上 下
14 / 39
第二話

志半ばで夢を断たれた魂 -2-

しおりを挟む
 〈ナラ聞クッスケド、説明ガアレバアノ水飲ンデタカンスカ?〉

 プルートーの質問にサアヤは飲ンデタ!と言い切る。

 〈ダッタラ再現シテモラウッス〉「クロさん、ちょっとばかし手伝ってくんないっすか?」

 「承知しました、こちらのお嬢さんの時間軸を入店直前までに戻せばいいんですね?」

 「さすが話が早えっす、宜しくっす」

 承知。クロノスは愛用品の懐中時計のネジを逆回転させると、サアヤは巻き戻し再生の様に来た道を戻って店の外に出て行った。

 「クーさん、メルさん、再現頼むっす。メルさんは水の効果の説明をお願いしまっす」

 「「了解」♪」

 二人はサアヤが入店する前の状態にスタンバイし、クロノスが懐中時計のネジを押した事で再現はスタートされた。

 「いらっしゃいませ、先ずはこちらをお飲みください」

 〈……何テ?〉

 サアヤにはメルクリウスの言葉が通じず、クーに助けを求める。先ほどと全く同じ会話が繰り広げられている。

 〈【オ冷ヤ】飲ンデ、ッテ言ッテルンデス♪〉

 〈アッソウ、喉乾イテナイカライイヤ〉

 〈コノ水ヲ飲メバ世界中ノアラユル言語ガ理解出来ル様ニナリマスヨ〉

 メルクリウスはご丁寧に“アース星”の言語で水についての説明をした。その様子をクロノスとプルートーは遠巻きで見つめている。



 「あの嬢ちゃん百パー断るっす」

 「同感です」

 「賭けにもなんねぇっす……」

 「予測以前の問題です、彼女はただのへそ曲がりですから」



 〈飲ンデオイタ方ガ後々楽デスヨ♪〉
 
 クーもまた先ほどと違いサアヤにお冷やを勧める。がしかし……

 〈コンナ怪シイ水ナンカ飲ム訳無イジャン、バッカジャナイノ?〉



 「『バッカジャナイノ?』は余計ですね」

 「口悪ぃガキっす」

 遠巻きの二人は渋い表情を浮かべているが、メルクリウスはあっさり諦めて淡々と接客している。

 「結局“アース星”の言語っす……嫌っす、あそこの言語面倒いっす……」

 プルートーはガックリと肩を落とし、厨房に入っていく。クロノスはそのまま待機し、クーは彼を目指して結局水を飲まなかったサアヤを連れてきた。

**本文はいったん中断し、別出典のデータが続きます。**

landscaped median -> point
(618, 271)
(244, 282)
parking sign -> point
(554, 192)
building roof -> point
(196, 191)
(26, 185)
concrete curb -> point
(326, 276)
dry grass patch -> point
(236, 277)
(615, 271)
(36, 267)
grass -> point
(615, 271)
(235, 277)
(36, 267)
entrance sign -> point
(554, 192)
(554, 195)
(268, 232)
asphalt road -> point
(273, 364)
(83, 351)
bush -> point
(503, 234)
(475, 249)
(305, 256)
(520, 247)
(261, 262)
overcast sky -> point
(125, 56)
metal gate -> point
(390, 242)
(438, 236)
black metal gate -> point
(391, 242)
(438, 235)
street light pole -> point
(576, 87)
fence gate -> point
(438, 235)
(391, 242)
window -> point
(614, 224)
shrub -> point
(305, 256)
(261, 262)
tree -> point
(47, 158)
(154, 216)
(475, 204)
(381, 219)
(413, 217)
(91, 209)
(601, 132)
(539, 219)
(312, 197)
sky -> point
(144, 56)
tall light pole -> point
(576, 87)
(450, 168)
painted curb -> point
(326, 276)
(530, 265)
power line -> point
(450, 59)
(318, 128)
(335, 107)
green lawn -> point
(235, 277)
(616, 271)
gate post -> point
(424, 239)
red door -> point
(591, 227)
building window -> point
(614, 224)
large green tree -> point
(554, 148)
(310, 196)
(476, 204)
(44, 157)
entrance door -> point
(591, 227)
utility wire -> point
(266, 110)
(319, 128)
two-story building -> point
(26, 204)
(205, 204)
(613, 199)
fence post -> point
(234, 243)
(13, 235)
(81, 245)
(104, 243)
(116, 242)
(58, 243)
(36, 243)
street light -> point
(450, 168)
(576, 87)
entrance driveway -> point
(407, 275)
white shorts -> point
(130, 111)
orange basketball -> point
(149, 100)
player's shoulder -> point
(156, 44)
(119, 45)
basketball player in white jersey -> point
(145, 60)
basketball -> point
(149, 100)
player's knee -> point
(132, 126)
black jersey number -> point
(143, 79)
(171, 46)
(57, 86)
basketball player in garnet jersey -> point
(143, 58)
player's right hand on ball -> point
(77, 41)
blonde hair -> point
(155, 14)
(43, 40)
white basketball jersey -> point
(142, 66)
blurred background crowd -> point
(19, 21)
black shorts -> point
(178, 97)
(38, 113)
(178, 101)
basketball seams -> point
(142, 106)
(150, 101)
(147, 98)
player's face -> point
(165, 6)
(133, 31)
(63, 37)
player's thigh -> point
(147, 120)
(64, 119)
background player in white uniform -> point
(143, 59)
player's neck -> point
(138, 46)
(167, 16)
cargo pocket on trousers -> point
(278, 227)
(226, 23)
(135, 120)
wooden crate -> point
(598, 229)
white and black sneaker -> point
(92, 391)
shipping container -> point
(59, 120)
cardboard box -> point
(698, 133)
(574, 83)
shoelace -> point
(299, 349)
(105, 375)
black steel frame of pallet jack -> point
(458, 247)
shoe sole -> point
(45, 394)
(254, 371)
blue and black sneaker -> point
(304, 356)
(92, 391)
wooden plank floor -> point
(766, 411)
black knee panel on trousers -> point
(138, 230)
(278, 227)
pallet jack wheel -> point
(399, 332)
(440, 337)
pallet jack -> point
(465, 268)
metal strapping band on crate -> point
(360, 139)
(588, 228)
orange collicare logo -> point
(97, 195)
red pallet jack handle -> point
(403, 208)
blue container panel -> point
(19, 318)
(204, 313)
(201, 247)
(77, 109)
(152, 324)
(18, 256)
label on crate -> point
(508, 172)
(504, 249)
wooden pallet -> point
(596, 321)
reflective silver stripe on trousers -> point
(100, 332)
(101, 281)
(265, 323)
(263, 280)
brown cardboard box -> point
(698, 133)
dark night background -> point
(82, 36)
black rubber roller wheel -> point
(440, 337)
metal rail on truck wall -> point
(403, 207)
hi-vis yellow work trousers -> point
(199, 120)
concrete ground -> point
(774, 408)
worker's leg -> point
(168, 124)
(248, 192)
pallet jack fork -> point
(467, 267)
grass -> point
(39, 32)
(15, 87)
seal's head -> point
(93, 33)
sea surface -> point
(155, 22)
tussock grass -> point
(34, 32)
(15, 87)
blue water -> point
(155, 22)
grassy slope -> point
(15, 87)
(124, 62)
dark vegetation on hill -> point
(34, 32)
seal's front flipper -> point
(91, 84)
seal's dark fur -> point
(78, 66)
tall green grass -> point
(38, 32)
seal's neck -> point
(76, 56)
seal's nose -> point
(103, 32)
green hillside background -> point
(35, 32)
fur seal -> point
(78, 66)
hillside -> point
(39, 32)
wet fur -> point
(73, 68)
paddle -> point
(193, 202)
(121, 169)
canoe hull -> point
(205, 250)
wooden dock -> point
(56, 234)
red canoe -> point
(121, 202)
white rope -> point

 「ただいまクロノス♪予想通り過ぎて笑いそうになっちゃった♪」

 「ですね、見なくても分かる結末でした……と元に戻しましょう」

 クロノスは再び懐中時計を操作して時間軸を元に戻した。サアヤは夢から覚めたかの様にハッとした表情になり、辺りをキョロキョロとしている。

 〈アタシサッキマデ何シテタノ……?〉

 「ん?入店するところを再現してました♪」

 クーはわざと【デスタウン】公用語を使用する。サアヤには当然通じず、クロノスは必死に笑いを堪えている。

 〈……何テ?〉

 「ですから入店するところを再現してたんですよ♪」

 〈ダカラ何テ言ッテンノヨ!?〉

 相手の言葉が理解できずサアヤはイライラし始めている。
しおりを挟む

処理中です...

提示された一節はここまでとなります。